J'ai jamais autant hurlé et rigolé dans mon casque. Jamais eu autant de peps après une sortie horrible. Jamais eu autant la banane en enlevant mon casque gorgé de sueur.
Le trial, c'est juste une moto sans les inconvénients de la moto.
C'est un bidule magique qui transforme la bouillasse en or, la souffrance en euphorie.
Avant de faire l'achat, je m'étais renseigné sur le trial, j'ai lu partout que "oui le trial c'est quand même plus dur que l'enduro, ça demande de la pratique et de la maîtrise avant de faire quoi que ce soit, blablabla".

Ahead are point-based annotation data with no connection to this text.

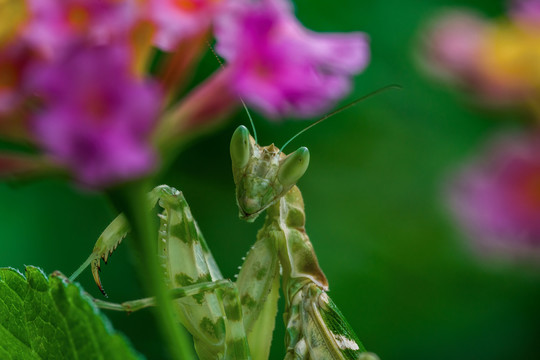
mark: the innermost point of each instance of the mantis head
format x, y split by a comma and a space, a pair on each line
262, 174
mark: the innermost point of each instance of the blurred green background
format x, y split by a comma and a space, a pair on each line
399, 269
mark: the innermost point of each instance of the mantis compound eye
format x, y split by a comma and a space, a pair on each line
293, 167
240, 147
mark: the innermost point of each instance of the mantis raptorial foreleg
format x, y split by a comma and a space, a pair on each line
208, 306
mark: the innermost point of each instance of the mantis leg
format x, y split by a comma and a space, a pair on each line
236, 343
211, 311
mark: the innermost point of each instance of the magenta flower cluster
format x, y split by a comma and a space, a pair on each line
496, 197
495, 60
74, 82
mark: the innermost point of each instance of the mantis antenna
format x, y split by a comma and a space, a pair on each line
337, 111
241, 100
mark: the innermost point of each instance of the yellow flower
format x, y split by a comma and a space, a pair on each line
12, 18
511, 55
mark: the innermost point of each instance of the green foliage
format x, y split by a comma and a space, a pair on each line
51, 318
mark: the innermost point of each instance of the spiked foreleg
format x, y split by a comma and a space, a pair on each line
236, 341
258, 285
112, 236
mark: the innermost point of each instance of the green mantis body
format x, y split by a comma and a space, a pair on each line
236, 320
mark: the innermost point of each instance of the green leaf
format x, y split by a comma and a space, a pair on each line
52, 318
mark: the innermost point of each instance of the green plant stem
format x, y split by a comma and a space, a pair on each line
130, 199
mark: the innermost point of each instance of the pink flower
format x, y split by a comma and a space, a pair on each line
496, 197
451, 45
462, 48
55, 24
14, 59
176, 20
527, 11
97, 116
279, 66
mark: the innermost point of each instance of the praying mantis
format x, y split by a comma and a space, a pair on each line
235, 320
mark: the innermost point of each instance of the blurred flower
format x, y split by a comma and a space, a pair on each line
279, 66
14, 60
54, 25
527, 11
451, 44
496, 197
510, 55
13, 17
97, 116
497, 61
176, 20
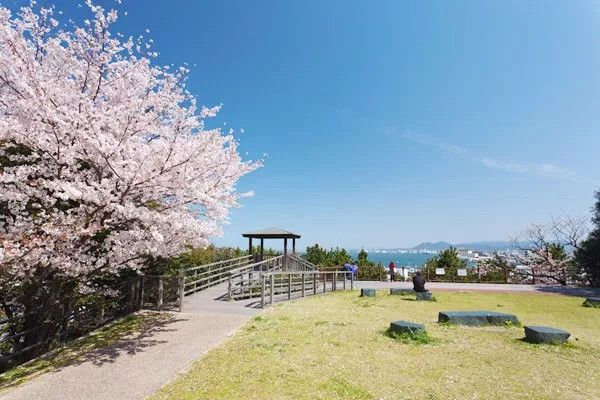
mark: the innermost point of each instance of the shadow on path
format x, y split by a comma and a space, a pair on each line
130, 335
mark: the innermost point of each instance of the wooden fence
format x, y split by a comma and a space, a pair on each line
283, 285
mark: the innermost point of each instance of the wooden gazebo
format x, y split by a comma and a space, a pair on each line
271, 233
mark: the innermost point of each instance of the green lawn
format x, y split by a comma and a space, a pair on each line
335, 347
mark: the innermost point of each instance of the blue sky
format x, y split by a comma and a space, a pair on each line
389, 123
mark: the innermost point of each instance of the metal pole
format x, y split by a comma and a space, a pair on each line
142, 294
272, 284
284, 253
160, 293
181, 292
262, 291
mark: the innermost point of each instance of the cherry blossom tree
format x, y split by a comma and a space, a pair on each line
547, 249
105, 157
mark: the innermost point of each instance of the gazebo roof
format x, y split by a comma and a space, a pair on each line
271, 233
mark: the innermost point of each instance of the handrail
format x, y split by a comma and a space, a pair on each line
202, 280
272, 283
248, 257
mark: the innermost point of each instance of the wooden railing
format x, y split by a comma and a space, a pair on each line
295, 263
283, 285
204, 276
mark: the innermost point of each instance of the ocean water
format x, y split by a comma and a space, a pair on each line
400, 259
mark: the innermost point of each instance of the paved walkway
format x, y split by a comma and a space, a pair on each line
489, 287
138, 366
134, 368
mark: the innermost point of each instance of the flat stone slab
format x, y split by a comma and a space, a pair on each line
424, 296
545, 334
367, 292
477, 318
401, 292
406, 327
592, 302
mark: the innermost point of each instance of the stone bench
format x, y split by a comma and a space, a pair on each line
424, 296
592, 302
404, 327
545, 334
477, 318
401, 292
367, 292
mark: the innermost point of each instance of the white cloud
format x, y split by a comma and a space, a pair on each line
543, 169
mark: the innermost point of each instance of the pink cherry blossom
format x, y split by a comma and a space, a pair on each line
104, 156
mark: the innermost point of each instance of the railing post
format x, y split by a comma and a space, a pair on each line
142, 292
262, 291
272, 282
195, 279
181, 291
160, 292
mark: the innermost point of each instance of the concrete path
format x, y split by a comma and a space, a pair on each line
138, 366
490, 287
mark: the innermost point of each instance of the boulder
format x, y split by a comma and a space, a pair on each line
406, 327
477, 318
592, 302
401, 292
367, 292
424, 296
545, 334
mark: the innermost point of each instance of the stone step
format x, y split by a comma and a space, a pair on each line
367, 292
592, 302
477, 318
545, 334
406, 327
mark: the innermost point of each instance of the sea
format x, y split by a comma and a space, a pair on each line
403, 259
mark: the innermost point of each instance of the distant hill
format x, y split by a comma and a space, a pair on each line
483, 246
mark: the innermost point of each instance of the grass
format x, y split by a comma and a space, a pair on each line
335, 347
79, 350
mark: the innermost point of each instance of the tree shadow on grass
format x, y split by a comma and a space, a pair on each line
130, 335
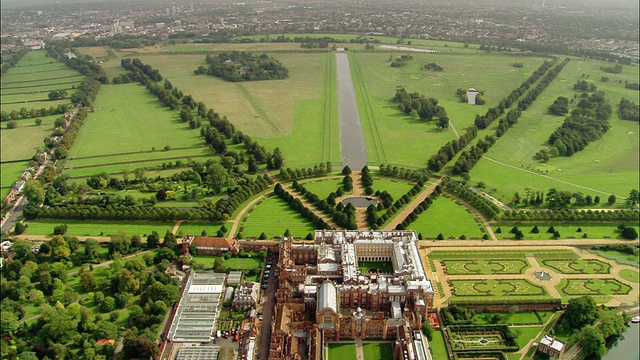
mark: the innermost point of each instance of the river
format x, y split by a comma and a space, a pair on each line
627, 347
352, 146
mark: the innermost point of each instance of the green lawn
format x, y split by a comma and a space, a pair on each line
485, 267
518, 318
439, 218
579, 287
566, 230
379, 351
579, 266
385, 127
298, 114
438, 346
197, 228
525, 334
397, 188
606, 166
323, 187
629, 275
97, 228
148, 125
496, 288
342, 351
273, 216
622, 258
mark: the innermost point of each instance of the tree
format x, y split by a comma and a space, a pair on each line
629, 233
153, 240
34, 192
593, 343
88, 281
581, 311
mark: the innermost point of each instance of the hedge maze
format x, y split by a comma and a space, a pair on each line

Ben en fait non. Tu poses le pied par terre (ce qui équivaut à une faute en compétition) et t'es le roi du monde. Tu peut pivoter, redresser, réajuster, incliner, repartir. Tu fais semblant de pomper la fourche pour donner l'impression que tu sais faire des wheeling, et bam Tu franchis des troncs d'arbres sur le chemin. T'avances sans conviction sur un mur et la moto fais tout le travail sans même esquisser un rechignement.
Si je devais synthétiser l'essai du gas gas 300 TXT-R, ce serait comme ça :
La moto est plus forte que toi. Tu seras jamais plus puissant, plus rapide, plus agile, la moto est juste meilleure que la raclure de motards que t'es.
Mais c'est pas une tare, c'est une bénédiction. Parce que ça veut dire que si tu lâche assez prise, si tu oublies cette idée de contrôle, bercé par le ronron de ce 2 temps torride et bienveillant, cette moto te guidera à travers les pires obstacles que seul, tu n'aurais jamais osé franchir. Et seul, tu n'es pas. Cette monture, dotée d'une volonté qui lui est propre et qui t'échappe, navigue à tes côtés dans les ornières ravagées du vrai tout terrain : Celui qui te rappelles que tu n'es rien, mais qui l'espace d'un instant, te donnes l'impression d'exister, pour de vrai.